Titan is the second-largest moon in the solar system and the only one with clouds and a dense, planet-like atmosphere. Earlier observations by Cassini showed that warm air from Titan's southern hemisphere was rising high in its atmosphere and then being dumped over the moon's north pole, where it cooled and descended, forming an icy cloud. (The pattern is similar to the Hadley cell on Earth, which transports heat from the tropics to the subtropics.)
The new Cassini observations suggest this large-scale pattern of air flow over Titan has reversed direction, and winter is coming for the moon's southern hemisphere.
Titan's north pole officially began its transition from winter to spring in August 2009, and the researchers now believe that the circulation shift occurred that year. But the southern ice cloud wasn't spotted until July 2012, and scientists only saw the first hints of the change over the south pole in early 2012, when Cassini detected a high-altitude "haze hood," a swirling polar vortex and other features linked to cold weather.

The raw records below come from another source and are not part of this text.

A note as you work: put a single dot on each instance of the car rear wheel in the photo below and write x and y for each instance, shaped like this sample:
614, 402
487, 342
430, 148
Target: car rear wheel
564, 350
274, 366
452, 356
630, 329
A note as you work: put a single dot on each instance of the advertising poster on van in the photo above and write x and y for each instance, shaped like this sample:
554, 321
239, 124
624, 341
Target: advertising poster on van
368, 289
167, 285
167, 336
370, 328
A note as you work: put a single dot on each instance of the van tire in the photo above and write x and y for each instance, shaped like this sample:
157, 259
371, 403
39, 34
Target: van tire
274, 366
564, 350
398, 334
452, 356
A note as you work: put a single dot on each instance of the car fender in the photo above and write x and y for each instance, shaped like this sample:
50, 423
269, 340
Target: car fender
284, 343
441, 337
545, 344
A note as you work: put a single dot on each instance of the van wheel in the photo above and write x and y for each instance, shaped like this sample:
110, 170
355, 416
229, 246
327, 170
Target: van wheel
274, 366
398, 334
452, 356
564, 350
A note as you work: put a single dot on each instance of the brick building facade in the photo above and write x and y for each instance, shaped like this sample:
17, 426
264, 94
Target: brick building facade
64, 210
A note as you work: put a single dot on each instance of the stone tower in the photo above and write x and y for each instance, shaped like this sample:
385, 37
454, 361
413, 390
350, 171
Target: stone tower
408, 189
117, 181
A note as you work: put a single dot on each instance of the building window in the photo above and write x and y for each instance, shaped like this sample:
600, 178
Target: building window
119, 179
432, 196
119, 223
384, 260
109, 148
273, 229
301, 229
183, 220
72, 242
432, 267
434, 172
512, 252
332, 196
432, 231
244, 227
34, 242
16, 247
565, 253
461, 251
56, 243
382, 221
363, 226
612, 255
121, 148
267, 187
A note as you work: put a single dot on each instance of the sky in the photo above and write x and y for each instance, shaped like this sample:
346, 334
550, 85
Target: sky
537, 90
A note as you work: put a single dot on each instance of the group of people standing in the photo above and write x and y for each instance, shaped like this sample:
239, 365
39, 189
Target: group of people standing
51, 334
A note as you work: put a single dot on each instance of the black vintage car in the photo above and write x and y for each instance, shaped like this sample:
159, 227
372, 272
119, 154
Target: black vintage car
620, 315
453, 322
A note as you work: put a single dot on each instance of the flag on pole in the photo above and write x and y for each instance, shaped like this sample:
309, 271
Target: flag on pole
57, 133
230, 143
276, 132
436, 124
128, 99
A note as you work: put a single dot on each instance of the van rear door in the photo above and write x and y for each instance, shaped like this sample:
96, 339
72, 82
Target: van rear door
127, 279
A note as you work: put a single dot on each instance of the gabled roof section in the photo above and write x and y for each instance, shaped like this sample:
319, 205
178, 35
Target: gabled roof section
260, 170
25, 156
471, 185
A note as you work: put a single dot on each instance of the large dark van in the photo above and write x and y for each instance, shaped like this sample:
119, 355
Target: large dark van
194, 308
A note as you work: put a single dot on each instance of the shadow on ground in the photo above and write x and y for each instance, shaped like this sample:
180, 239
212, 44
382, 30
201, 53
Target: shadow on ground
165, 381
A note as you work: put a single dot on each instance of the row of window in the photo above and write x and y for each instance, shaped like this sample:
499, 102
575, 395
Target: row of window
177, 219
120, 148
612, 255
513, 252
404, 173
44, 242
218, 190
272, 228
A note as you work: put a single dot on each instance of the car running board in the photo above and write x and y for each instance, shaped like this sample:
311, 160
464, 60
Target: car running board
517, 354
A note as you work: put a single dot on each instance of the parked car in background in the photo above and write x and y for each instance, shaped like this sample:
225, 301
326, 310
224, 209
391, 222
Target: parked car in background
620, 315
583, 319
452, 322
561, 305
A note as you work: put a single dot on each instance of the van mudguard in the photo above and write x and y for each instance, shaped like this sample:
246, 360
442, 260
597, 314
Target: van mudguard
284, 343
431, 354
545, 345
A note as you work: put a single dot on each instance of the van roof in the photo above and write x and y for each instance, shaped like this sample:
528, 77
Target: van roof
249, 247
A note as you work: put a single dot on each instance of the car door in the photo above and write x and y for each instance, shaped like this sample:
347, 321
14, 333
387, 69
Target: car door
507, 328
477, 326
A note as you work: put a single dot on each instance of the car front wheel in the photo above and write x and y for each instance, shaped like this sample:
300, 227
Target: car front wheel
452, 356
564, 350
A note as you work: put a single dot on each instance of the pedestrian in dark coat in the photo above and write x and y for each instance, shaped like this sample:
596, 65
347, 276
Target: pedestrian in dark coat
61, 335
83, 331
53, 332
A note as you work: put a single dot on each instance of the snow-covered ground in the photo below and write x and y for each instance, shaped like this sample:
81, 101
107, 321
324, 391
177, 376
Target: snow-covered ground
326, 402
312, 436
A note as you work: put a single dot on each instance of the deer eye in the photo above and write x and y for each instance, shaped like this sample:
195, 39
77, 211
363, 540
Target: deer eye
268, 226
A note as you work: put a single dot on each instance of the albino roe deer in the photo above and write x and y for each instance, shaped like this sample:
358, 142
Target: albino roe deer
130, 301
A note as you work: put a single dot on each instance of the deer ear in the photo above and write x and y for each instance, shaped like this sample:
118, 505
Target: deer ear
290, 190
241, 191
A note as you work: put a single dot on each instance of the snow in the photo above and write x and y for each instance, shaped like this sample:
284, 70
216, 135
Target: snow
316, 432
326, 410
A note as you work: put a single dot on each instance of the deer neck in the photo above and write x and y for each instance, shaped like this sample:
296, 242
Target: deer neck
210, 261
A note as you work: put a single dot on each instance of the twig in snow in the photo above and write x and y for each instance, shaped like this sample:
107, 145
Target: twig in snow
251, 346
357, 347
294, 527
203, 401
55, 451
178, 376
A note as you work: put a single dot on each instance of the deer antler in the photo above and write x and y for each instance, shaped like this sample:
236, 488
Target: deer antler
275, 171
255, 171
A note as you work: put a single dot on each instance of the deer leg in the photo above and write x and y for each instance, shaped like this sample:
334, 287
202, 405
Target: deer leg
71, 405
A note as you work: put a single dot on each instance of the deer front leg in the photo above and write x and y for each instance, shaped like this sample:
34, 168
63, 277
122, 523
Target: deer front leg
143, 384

"This lag makes sense because first the new circulation pattern has to bring loads and loads of gases to the south pole," Carrie Anderson, a CIRS team member and Cassini participating scientist at Goddard, said in a statement from NASA. "Then, the air has to sink. The ices have to condense. And the pole has to be under enough shadow to protect the vapors that condense to form those ices."
As for the ice clouds' composition, scientists say they have ruled out some chemicals, including methane, ethane and hydrogen cyanide. Whatever the makeup, the clouds could play a role in the complex chemistry of Titan's atmosphere.
"What's happening at Titan's poles has some analogy to Earth and to our ozone holes," Goddard's F. Michael Flasar, CIRS principal investigator, said. "And on Earth, the ices in the high polar clouds aren't just window dressing: They play a role in releasing the chlorine that destroys ozone. How this affects Titan chemistry is still unknown. So it's important to learn as much as we can about this phenomenon, wherever we find it."